For many tasks, Nvidia GPUs are superior to FPGAs due to their good layered memory architecture and otherwise huge computational performance. In your model, you just ‘solve’ the data transfer for near operations, but not for operations involving operands far away.

Some of the new AI chips lean a bit further into your model compared to Nvidia GPUs. Have a look at their architectures.

I didn’t say anything about ALU. It’s closer to DRAM. I posted in the CUDA thread because there is no Compute Memory thread on the Nvidia forums!

And also because what I have in common with CUDA is that I created it in 2005 without receiving a penny from Nvidia!
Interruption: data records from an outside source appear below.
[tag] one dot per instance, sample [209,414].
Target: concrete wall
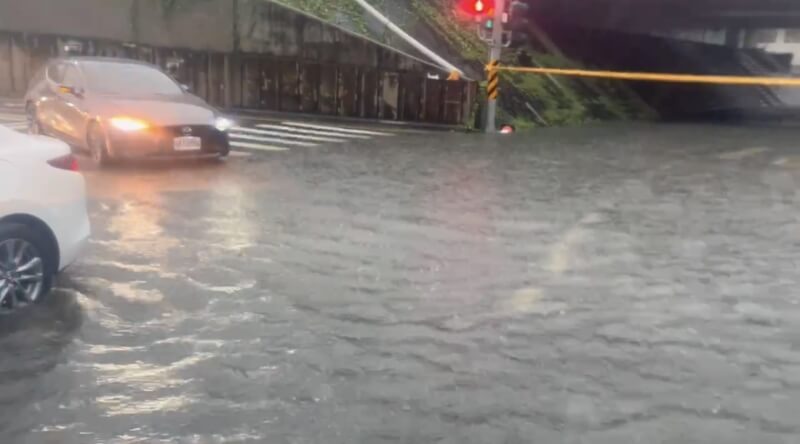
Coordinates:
[233,53]
[207,26]
[103,19]
[267,28]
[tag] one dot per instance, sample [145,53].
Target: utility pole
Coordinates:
[495,52]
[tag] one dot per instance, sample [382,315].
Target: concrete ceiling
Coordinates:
[670,14]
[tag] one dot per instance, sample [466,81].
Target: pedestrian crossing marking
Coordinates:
[13,117]
[313,132]
[337,129]
[257,146]
[272,140]
[291,136]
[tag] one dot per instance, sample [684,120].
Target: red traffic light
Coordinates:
[477,8]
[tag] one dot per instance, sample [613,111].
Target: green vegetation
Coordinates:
[558,101]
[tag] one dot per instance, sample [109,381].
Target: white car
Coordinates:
[44,222]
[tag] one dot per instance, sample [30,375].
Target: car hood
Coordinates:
[16,147]
[158,111]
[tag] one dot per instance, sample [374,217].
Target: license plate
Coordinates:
[188,143]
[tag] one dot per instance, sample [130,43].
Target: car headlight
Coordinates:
[223,124]
[129,124]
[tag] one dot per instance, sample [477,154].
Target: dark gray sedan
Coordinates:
[123,109]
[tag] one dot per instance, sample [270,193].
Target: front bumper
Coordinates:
[159,142]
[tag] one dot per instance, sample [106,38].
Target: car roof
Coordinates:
[107,60]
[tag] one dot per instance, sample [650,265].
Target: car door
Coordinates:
[71,105]
[45,97]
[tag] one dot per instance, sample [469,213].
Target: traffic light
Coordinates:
[476,9]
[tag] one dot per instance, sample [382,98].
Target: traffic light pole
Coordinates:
[494,60]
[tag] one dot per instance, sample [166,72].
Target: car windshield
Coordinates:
[127,79]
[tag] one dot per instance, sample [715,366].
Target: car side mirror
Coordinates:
[77,92]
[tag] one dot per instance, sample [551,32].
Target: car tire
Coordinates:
[34,125]
[27,267]
[98,147]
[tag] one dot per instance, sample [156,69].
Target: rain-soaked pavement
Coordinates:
[602,285]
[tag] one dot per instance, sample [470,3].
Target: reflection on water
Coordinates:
[34,346]
[437,291]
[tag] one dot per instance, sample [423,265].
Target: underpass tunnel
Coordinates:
[704,37]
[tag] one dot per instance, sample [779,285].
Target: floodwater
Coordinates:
[619,284]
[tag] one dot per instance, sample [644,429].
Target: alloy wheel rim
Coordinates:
[33,123]
[96,146]
[21,274]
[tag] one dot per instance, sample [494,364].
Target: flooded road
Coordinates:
[620,284]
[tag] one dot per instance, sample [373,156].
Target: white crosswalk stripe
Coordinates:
[284,134]
[312,132]
[337,129]
[257,146]
[273,140]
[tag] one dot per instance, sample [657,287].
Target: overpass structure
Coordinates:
[640,15]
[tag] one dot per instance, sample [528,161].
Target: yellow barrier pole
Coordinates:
[660,77]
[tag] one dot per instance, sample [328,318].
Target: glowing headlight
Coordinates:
[223,124]
[129,124]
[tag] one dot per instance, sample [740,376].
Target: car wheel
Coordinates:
[26,269]
[98,149]
[34,126]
That sounds like an ALU to me, especially, when you talk about 64-bit numbers. ALU = Arithmetic Logical Unit. The only difference would be that the data is not transferred to a separate ALU. Each memory cell would need its own ALU?

Why should you have received a penny from Nvidia, if they have not implemented your idea?

The closest seems to be the texture unit, which e.g. can do interpolations. Also one can do atomic operations, which are processed closer to the L2 cache.

Early graphics card could do operations on memory, e.g. all VGA graphics cards had different write modes (supporting among others ROR and logical operations).

FPGAs combine compute operations with local memory and parallel processing.

Also SIMD and vector processing is a very very old concept (IIRC they were discussed during Charles Babbage’s and Ada Lovelace’s time, i.e. when computers still were mechanical).

Initial research into processing-in-memory (PIM) architectures dates to the early 1990s. It was certainly old hat by 2005. Discussions about it resurface periodically amid (not completely unfounded) claims that “we have hit the memory wall”. So far it has been a technology of the future for three decades running.

Nvidia fully realized my CUDA idea - becoming the 3rd company in the world with a capitalization of 2 trillion dollars.
Here we need to come up with some other ALUs using DRAM capacitors. We need ALUs using comparison operations and bitwise operations. Old equipment is no good.

Forgive my terrible English - I’m Russian myself - and I’m writing through Google Translator.

So you are a part of Venray Technologies, which created TOMI, a technology focusing on compute on DRAM technology in 2005? http://venraytechnology.com

Just trust CUDA is my idea. I came up with it alone. Just for fun!

Funny (both haha and peculiar). As someone who worked on CUDA when it first came into existence, I do not recall anyone by the name of Victor Konovalov on the team. Or any Russians, for that matter, given that this is highly unlikely to be OP’s real name.

Не хотите - не верьте. Я гений от Бога.

The purpose of this sub-forum is to provide for discussion on CUDA Programming and Performance. After watching this thread unfold for a while, I’ve come to the conclusion that it is off-topic. Please restrict future posts in this sub-forum to questions and discussion that pertain directly to technologies and capability enabled by the CUDA toolkit.

I acknowledge that there is not a "“Compute Memory” sub-forum. NVIDIA doesn’t intend to provide a forum for every imaginable topic here, not even every imaginable computing topic. The main purpose of these forums is to discuss NVIDIA products and technology.

Thank you.